PSD2 sets out the requirements for SCA, an identity verification procedure that leverages multifactor authentication (MFA). SCA pulls in factors such as ownership (i.e., the transaction is coming from a device that is recognized as belonging to the consumer) and inherent traits (biometric identifiers like fingerprints and retinas). In addition, there will be further requirements for contactless payments, including asking the user to enter their PIN (or use their fingerprint) to verify every fifth transaction made on the card.
According to City A.M., Mastercard’s biometric card, which is already under trial in South Africa, combines chip technology with a fingerprint scanner to verify the cardholder's identity when making purchases in-store or online. A company spokesperson revealed that Mastercard is in talks with all of its banking partners to find out if it can expand its trials to the U.K. While nothing is currently planned, "we're ready for a pilot and we'd love one" to happen, said the spokesperson.

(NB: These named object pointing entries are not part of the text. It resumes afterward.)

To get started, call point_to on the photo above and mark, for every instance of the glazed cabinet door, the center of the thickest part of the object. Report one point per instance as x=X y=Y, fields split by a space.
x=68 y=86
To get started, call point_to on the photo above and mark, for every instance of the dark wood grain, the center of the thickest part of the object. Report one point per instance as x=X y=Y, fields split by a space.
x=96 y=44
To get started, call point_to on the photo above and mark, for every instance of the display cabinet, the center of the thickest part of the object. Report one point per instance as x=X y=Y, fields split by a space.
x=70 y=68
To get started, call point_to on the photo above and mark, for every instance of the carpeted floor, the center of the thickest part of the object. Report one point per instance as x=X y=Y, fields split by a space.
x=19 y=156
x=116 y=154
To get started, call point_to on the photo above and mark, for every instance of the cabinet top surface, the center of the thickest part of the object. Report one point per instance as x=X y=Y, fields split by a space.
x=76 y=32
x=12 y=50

Though PSD2 is on the horizon, a recent report found that many merchants have yet to even think about how they will respond to the new rules. Some are playing the wait-and-see game; others are gambling with which rules to follow and which to ignore until the consequences of non-compliance become more clear. However, Mastercard has predicted that 1 in 4 online sales will require identity authentication to complete a transaction after the PSD2 regulation goes into effect in 2019, an increase from just 1 to 2 percent of transactions today.

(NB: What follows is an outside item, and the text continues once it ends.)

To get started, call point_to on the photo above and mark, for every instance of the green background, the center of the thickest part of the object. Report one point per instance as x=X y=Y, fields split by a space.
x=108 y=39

"The use of passwords to authenticate someone is woefully outdated, with consumers forgetting them and retailers facing abandoned shopping baskets," said Ajay Bhalla, president of global enterprise risk and security at Mastercard. "In payments technology, this is something we’re closing in on as we move from cash to card, password to thumbprint, and beyond to innovative technologies such as artificial intelligence. It’s far easier to authenticate with a thumbprint or a selfie, and it’s safer too."